Is that not what you want?

Pesto
that's awfully close to my previous answer
Russ Bradberry
A: 
e.James
+1  A: 

I broke down the logic to make it clearer what is going on in the formula. Maybe this will help you piece together how the IF statements work.

if (D6 is false & B10 is blank)
     then if (D6 is true & B10 >= 1)
          then "" THIS WILL NEVER HAPPEN
          else "Enter number of components"
else "fail"
Joel Goodwin
A: 

Turns out this got the job done:

=IF( OR( AND(D6=TRUE,  OR(ISBLANK(B10),B10=0)), AND(D6=FALSE, OR(B10>=1))), "Selection Invalid","")

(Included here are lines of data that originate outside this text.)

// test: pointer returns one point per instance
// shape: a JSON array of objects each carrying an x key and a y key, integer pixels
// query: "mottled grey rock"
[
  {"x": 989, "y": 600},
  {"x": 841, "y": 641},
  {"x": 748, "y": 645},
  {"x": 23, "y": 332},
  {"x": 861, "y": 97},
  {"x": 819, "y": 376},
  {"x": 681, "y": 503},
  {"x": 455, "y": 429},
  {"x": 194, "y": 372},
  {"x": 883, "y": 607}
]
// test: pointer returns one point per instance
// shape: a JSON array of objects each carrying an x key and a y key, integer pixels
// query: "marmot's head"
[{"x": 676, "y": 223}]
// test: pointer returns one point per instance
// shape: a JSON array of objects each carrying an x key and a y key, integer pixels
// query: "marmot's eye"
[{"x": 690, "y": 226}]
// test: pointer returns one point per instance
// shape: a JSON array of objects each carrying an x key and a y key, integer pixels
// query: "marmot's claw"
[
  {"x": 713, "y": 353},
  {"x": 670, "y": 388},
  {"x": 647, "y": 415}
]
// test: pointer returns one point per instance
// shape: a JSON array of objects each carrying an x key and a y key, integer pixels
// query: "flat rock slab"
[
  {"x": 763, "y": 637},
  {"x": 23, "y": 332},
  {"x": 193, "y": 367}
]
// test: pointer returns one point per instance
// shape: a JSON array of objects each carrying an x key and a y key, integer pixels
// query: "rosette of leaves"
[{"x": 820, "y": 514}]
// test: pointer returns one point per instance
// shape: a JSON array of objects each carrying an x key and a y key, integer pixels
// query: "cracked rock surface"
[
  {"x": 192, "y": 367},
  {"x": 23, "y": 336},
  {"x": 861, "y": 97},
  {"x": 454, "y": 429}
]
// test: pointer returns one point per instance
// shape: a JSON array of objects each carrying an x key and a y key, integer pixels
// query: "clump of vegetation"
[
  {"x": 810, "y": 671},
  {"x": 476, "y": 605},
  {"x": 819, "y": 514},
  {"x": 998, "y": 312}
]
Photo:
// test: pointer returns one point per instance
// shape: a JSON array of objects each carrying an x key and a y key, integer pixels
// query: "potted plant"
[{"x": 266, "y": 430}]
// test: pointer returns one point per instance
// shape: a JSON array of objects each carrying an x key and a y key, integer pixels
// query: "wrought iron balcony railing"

It appears that trying to nest the second IF within the "THEN" block of the first IF made excel angry. The above works, thanks for the responses!

inkedmn
This is all very confusing. You haven't explained in words what you are actually trying to do, have stated that your above redundancy-riddled formula -- equivalent to IF(IF(D6, OR(ISBLANK(B10), B10=0), B10>=1), "BUDeSYSTEM Selection Invalid", "") -- "works" but have then selected another answer (NOT equivalent to your own!) as "the" answer :-( By the way, does B10 contain only integer values?
John Machin
Nesting an IF within the "THEN" block is perfectly OK. IIRC, Excel (at least up to 2003) allows up to seven levels of nesting. So that couldn't have been your problem. Also, the last "OR" function is unnecessary: evaluating an OR with just one argument is the same as just evaluating the argument. I'm downvoting your answer because honestly it looks to me like you don't know what it's doing or why it works.